Exclusion of evidence concededly not in compliance with the notice requirement of 22 NYCRR 202.17 was not an improvident exercise of the trial court's discretion (see, McClain v Lockport Mem. Hosp., 236 AD2d 864, 865, lv denied 89 NY2d 817), and exclusion of conceded hearsay was appropriate, despite CPLR 4532-a, since defendant admittedly did not afford plaintiff the required notice (see, Adams v Romero, 227 AD2d 292, 293). The trial court appropriately found the issue of security in defendant's bar to warrant the receipt of expert testimony (see, e.g., Ricard v Roseland Amusement & Dev.

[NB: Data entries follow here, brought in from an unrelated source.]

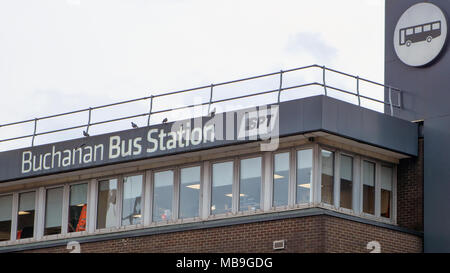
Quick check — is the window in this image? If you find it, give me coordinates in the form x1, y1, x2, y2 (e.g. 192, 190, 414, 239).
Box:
97, 178, 118, 229
122, 175, 143, 226
363, 161, 375, 214
179, 166, 200, 218
321, 150, 334, 205
296, 149, 313, 204
273, 153, 290, 207
153, 170, 174, 222
433, 23, 441, 30
17, 191, 36, 239
239, 157, 261, 211
340, 155, 353, 209
0, 195, 12, 241
380, 166, 393, 218
44, 187, 63, 235
211, 161, 234, 214
67, 183, 88, 232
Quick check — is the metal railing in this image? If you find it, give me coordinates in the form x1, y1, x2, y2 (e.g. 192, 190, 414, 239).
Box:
0, 64, 403, 149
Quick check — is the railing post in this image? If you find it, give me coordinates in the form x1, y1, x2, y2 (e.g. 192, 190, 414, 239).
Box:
397, 90, 402, 109
208, 83, 214, 115
86, 107, 92, 135
389, 86, 394, 116
31, 118, 38, 147
278, 70, 283, 104
147, 95, 153, 126
356, 76, 361, 106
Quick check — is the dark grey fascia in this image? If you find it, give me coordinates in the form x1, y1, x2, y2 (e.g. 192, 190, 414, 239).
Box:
0, 95, 418, 182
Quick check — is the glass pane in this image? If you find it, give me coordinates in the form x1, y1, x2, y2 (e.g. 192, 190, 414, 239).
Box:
122, 175, 143, 226
180, 166, 200, 218
211, 162, 234, 214
67, 184, 88, 232
340, 155, 353, 209
363, 161, 375, 214
0, 195, 12, 241
44, 187, 63, 235
239, 157, 261, 211
97, 178, 118, 229
297, 149, 312, 204
153, 171, 173, 222
273, 153, 289, 207
17, 192, 36, 239
322, 150, 334, 205
381, 166, 393, 218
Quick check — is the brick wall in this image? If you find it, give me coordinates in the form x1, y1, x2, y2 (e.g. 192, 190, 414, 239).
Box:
21, 215, 423, 253
397, 138, 424, 231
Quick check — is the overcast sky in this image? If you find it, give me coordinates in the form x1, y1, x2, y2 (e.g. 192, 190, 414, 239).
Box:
0, 0, 384, 147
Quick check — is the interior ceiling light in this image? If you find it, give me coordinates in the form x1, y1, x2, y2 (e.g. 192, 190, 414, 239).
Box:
186, 184, 200, 190
225, 193, 247, 197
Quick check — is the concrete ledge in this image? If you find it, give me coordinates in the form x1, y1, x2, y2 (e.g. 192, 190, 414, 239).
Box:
0, 208, 423, 253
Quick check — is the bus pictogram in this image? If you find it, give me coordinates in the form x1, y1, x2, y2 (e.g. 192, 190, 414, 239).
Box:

Corp., 215 AD2d 240, 241, appeal dismissed 86 NY2d 837, lv denied 87 NY2d 805), and appropriately declined to charge on implied assumption of the risk, since the evidence showed that plaintiff had not engaged in the conduct at issue fully cognizant of the risk it entailed (cf., Fernandez v City of New York, 247 AD2d 212). The awards for future lost income and future pain and suffering, as reduced on motion by the trial court, are appropriate. We have considered defendant-appellant's remaining arguments and those made by plaintiff in favor of additur, and find them to be without merit. Concur — Sullivan, J. P., Milonas, Nardelli and Tom, JJ.